Alors que George Lucas leur avait proposé un scénario malgré le rachat de la licence, Mickey Mouse et ses copains ont préféré confier l’avenir de la galaxie dans les mains d’un jeu padawan, qui selon moi, est encore loin d’accéder au rang de jedi. JJ Abrams pourtant aidé de Lawrence Kasdan (qui avait co-écrit les épisodes l’Empire Contre-Attaque et le Retour du Jedi) n’a en rien ajouté sa marque à l’univers de Star Wars. Félicité d’avoir conservé un esprit rétro afin de retrouver l’esprit des premiers épisodes, il ne propose que peu d’images de combats au sabre laser et les scènes de combat aérien sont aussi furtives que les vaisseaux. Bien que les décors soient objectivement beaux, ils paraissent bien trop féeriques pour coller avec l’univers sombre de Lucas. Quant au choix aussi bien scénaristique que de l’acteur pour incarner le nouveau sith Kylo Ren, Abrams s’est trompé sur toute la ligne. Pour remplacer le très charismatique Dark Vador, nous n’avons eu le droit qu’à un méchant en apparence « stylé » (de par son look et son sabre laser avec une garde) mais profondément insupportable. Dès qu’il enlève son masque, Kylo Ren ressemble à un jeunot en pleine crise d’adolescence, incapable de réfléchir deux secondes par lui-même et semblant prendre un malin plaisir à geindre.

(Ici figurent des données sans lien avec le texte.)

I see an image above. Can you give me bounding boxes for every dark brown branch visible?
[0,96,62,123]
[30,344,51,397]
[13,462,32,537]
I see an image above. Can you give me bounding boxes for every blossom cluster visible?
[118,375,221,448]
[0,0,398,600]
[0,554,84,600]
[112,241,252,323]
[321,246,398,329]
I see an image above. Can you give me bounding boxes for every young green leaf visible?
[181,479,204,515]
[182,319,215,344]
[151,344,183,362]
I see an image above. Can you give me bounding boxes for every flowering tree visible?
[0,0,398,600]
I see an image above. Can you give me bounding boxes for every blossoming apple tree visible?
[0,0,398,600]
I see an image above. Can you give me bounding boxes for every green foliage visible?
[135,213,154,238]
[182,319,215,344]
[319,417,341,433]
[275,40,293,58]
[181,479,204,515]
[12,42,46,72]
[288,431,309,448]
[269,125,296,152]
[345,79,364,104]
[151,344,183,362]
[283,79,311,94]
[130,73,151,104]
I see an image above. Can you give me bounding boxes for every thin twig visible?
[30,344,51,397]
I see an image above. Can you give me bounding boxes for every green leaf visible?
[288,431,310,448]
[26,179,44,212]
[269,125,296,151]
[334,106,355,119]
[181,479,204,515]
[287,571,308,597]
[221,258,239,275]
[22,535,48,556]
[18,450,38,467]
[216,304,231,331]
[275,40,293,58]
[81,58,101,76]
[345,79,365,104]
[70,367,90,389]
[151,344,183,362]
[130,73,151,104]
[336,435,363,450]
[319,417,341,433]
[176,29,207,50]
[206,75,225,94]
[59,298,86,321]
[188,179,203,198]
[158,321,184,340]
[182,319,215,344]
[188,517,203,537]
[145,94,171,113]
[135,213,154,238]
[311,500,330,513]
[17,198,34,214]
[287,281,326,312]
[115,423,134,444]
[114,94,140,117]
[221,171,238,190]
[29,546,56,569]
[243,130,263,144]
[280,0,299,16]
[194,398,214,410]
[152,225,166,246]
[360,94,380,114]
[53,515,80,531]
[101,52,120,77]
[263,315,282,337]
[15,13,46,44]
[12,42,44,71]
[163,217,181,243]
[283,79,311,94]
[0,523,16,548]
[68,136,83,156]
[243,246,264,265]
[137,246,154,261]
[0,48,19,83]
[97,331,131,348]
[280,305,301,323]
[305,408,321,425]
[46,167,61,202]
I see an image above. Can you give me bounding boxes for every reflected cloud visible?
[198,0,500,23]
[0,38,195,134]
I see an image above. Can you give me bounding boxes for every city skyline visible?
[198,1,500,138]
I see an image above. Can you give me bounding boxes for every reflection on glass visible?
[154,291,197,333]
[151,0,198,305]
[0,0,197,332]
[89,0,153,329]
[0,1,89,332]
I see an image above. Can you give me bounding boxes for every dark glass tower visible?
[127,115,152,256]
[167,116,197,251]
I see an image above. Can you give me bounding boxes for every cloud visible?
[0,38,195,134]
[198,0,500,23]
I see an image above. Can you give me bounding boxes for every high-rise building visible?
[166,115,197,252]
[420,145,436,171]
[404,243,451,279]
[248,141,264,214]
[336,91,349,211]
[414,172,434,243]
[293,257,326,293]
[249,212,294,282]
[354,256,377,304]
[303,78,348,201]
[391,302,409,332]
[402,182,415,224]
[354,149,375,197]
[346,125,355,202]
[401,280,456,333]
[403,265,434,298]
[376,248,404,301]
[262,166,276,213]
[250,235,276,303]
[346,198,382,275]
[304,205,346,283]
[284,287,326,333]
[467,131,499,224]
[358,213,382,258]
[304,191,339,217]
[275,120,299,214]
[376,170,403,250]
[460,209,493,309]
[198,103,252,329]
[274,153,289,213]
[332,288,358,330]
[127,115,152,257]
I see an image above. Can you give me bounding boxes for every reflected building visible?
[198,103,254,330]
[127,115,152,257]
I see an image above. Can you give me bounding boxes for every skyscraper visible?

En résumé, bien que la nouvelle du retour de Star Wars excita de nombreux geek (dont je peux, sans rougir, me réclamer), la réalité fit l’effet d’un coup de blaster paralysant : la licence ne sert désormais qu’à vendre des produits dérivés et les efforts ne seront fournis que dans la communication et le commercial. Quand on pense que George Lucas peaufinait au minimum pendant 3 ans ses films, nous aurons maintenant droit à un film par an (alternance entre Spin-Off et suite) dont je n’ose même pas imaginer la qualité scénaristique.


L’Empire Disney a vaincu, et il ne nous reste plus qu’à nous tourner vers l’avenir en attente d’un nouvel espoir, ou mieux encore, du retour du vrai Jedi, George Lucas.